Is Cloud Infrastructure Swallowing Up NFV?

Jim Machi : Industry Insight
Jim Machi

Is Cloud Infrastructure Swallowing Up NFV?

Is Cloud Infrastructure Swallowing Up NFV

Service Providers want the infrastructure to be able to scale up (and down), they want to move CAPEX to OPEX, and they want lower overall costs.  In other words, they want the same benefits, the same end game as “True NFV,” but possibly obtain this from running an infrastructure Virtual Machine in a cloud such as Amazon EC2.

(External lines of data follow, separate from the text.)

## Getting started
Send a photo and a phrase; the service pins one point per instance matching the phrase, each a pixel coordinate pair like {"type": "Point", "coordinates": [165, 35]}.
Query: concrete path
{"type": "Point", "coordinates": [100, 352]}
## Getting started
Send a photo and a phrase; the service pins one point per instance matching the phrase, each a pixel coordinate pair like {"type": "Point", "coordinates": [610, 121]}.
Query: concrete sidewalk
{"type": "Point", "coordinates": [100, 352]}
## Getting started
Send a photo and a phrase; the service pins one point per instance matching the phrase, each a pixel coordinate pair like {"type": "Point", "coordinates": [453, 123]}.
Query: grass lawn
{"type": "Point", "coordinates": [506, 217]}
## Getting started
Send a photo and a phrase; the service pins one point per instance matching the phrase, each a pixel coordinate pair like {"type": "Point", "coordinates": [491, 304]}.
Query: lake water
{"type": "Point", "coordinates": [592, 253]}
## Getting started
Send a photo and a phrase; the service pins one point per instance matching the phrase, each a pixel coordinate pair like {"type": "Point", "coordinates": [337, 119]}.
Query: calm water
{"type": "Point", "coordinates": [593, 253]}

And voila, we have telecom infrastructure running on Amazon web services.  This is easier to do. It’s virtual machines managed by the service provider. The NFV crowd will bring up legitimate issues such as that there is no structure to orchestrate different software together, the VM may not be optimized to run on the specific hardware underneath, clouds potentially are optimized for larger (i.e. video) packets as opposed to smaller voice packets and the voice packets may have to travel too far – both impacting quality, and also clouds would lack geo redundancy.  Like I said, these are all legitimate issues, but if you go back to the benefits, it's worth the move especially if you don’t need a gigantic all-encompassing network.

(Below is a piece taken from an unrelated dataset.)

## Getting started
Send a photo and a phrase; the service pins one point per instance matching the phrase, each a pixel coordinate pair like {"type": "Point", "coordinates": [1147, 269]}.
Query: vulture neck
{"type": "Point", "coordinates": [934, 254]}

And, by the way, one can get geo redundancy and geo locality to handle latency if one chooses a large enough public cloud provider with a world-wide footprint.  Let’s take a look at geo redundancy in Amazon.

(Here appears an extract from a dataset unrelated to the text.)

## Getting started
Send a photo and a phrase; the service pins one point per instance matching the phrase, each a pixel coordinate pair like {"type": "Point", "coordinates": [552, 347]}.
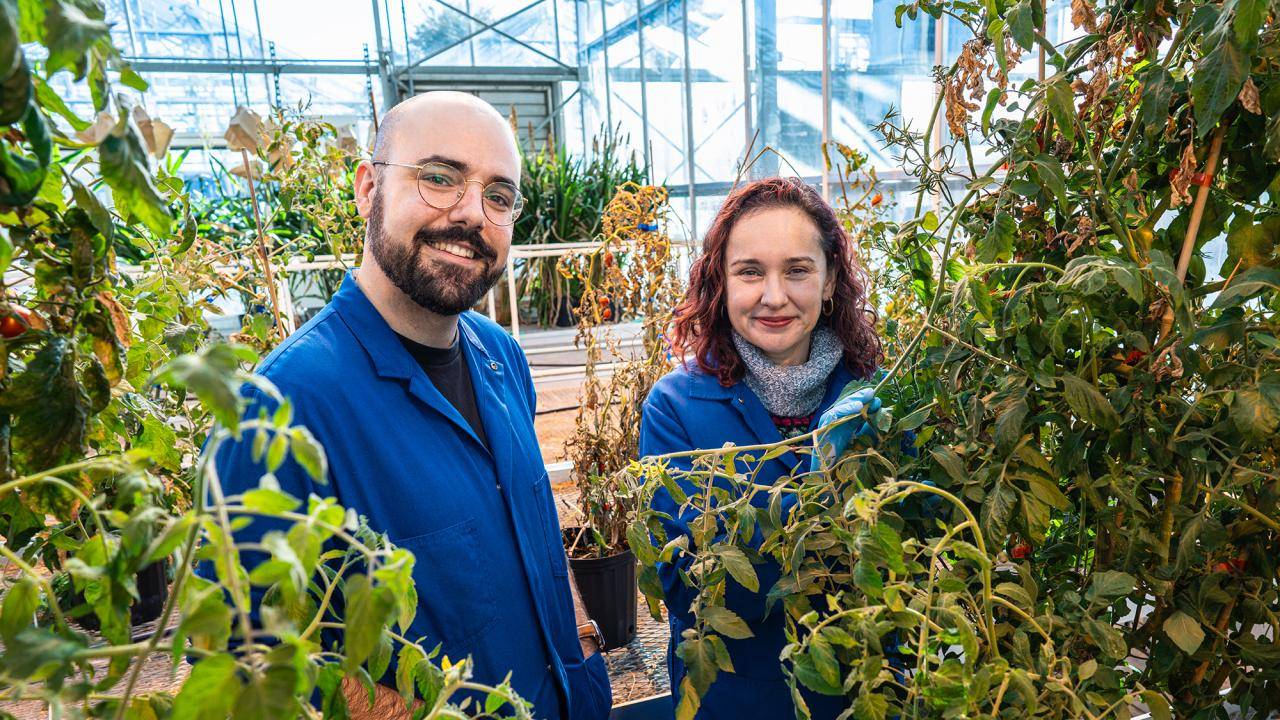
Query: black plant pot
{"type": "Point", "coordinates": [608, 588]}
{"type": "Point", "coordinates": [152, 583]}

In an AWS implementation, the user has the ability to deploy their applications within specific Availability Zones (AZ). Each AWS data center is considered a region. Within each data center region, there are multiple AZs.  AZs are set up to provide isolation for applications running within them from failures in other AZs. In addition, AZs within a region are connected to each other by inexpensive, low latency links. One way of protecting from failure in a single location is by instantiating software infrastructure software in separate AZs. Regions and AZs can be selected through the tools provided by AWS. 

It’s different than “true NFV” for sure, but it also accomplishes a lot of the same objectives.  So while the NFV game plays out, infrastructure on Amazon web services marches forward.

Dialogic understands both sides.  We have made some of our infrastructure “true NFV” so it can work in Tier 1 NFV environments, and we have made all of our infrastructure EC2 enabled so it can run as a service in a cloud.   In the meantime, as the NFV crowd wants perfection, those service providers who just want the benefits of NFV are turning to running infrastructure in AWS.